Nios® V/II Embedded Design Suite (EDS)
Support for Embedded Development Tools, Processors (SoCs and Nios® V/II processor), Embedded Development Suites (EDSs), Boot and Configuration, Operating Systems, C and C++

Tightly Coupled Memory

Altera_Forum
Honored Contributor II
1,963 Views

Would someone please explain "tightly coupled memory" and its use within the NiosII/Qsys context? 

 

The exercise manual section of the "Designing with the Nios II Processor and Qsys" Customer Training handout (A-MNL-NII-QSYS-1DAY-11-0-v1) states that s1 of the On-Chip Memory (dual-port) should be connected to the Nios II tightly_coupled_instruction_master_0 interface and s2 of the On-Chip Memory should be connected to the Nios II data_master interface. 

 

HOWEVER, the Qsys connection diagram on the same page shows s2 of the On-Chip Memory connected to the Nios II instruction_master interface. 

 

So... which one is correct, and why do I need the tightly-coupled instruction master anyway? 

 

Should I also include a tightly-coupled data master if I use a data cache? 

 

 

BTW - I discovered previously that I need a data cache in the Nios II to properly interface with my 16-bit wide SRAM chip.
0 Kudos
8 Replies
Altera_Forum
Honored Contributor II
560 Views

I don't have here the diagram you refer to. Anyway I think the first connection is correct: port s1 connected to TC instruction master and s2 to data master. 

Connection to data master is mandatory to allow loading memory upon boot. 

Then, usually only port s1 is used for fetching execution code. 

 

Regarding the other question, TC memory and cache are independent devices: you can have either or both. 

You can consider TCM very similar to cache, from the point of view of performance, since both rely on a dedicated data transfer channel which is not subject to delays due to bus arbitration. The difference is that cache has variable contents, changed automatically depending of code being executed; while TCM content is fixed but you can decide what it must be loaded into. 

So usually TCM is convenient if you have a few functions or data frequently accessed, making them very very fast.
0 Kudos
Altera_Forum
Honored Contributor II
560 Views

Thanks for the quick reply Cris72. This is exactly what I needed to know and helps with my understanding of TCM.

0 Kudos
Altera_Forum
Honored Contributor II
560 Views

If you are running with normal data in 'tightly coupled' memory, then you also want to avoid data access to the code memory during normal running as these will be slow Avalon cycles (especially if you don't have a data cache). 

 

There are two cases where the instruction memory might end up containing data. 

1) readonly data. 

2) switch statement jump tables. 

 

Readonly data is relatively easily moved by changing the linker script. 

 

gcc3 puts the switch statement jump tables in their own segment, but the Altera build of gcc4 has them hard-coded into the text segment, this is rather fubar. I think it was done because of issues with the available relocation types for shared libraries (position independant code). 

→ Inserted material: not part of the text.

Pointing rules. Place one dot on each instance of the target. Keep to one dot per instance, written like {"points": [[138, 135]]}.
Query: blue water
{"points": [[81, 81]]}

Fixing this need a compiler rebuild.
0 Kudos
Altera_Forum
Honored Contributor II
560 Views

Thanks DSL. Not sure I understand all of this, but it sounds best to not use tightly coupled data memory unless I have a very specific need for it.

0 Kudos
Altera_Forum
Honored Contributor II
560 Views

 

--- Quote Start ---  

Thanks DSL. Not sure I understand all of this, but it sounds best to not use tightly coupled data memory unless I have a very specific need for it. 

--- Quote End ---  

 

I guess you missed the point.  

What dsl meant is that if you move code to TCM you might still have a few accesses to normal memory (the one connected to slower Avalon bus) because of the mentioned gcc behavior. But this is only an issue for speed performance, which could be slightly reduced in comparision to the expected one. There will be no problem at all with your program operation; functionality wll be the same whether you place code into TCM or in normal memory: compiler and linker take care to make all the job. 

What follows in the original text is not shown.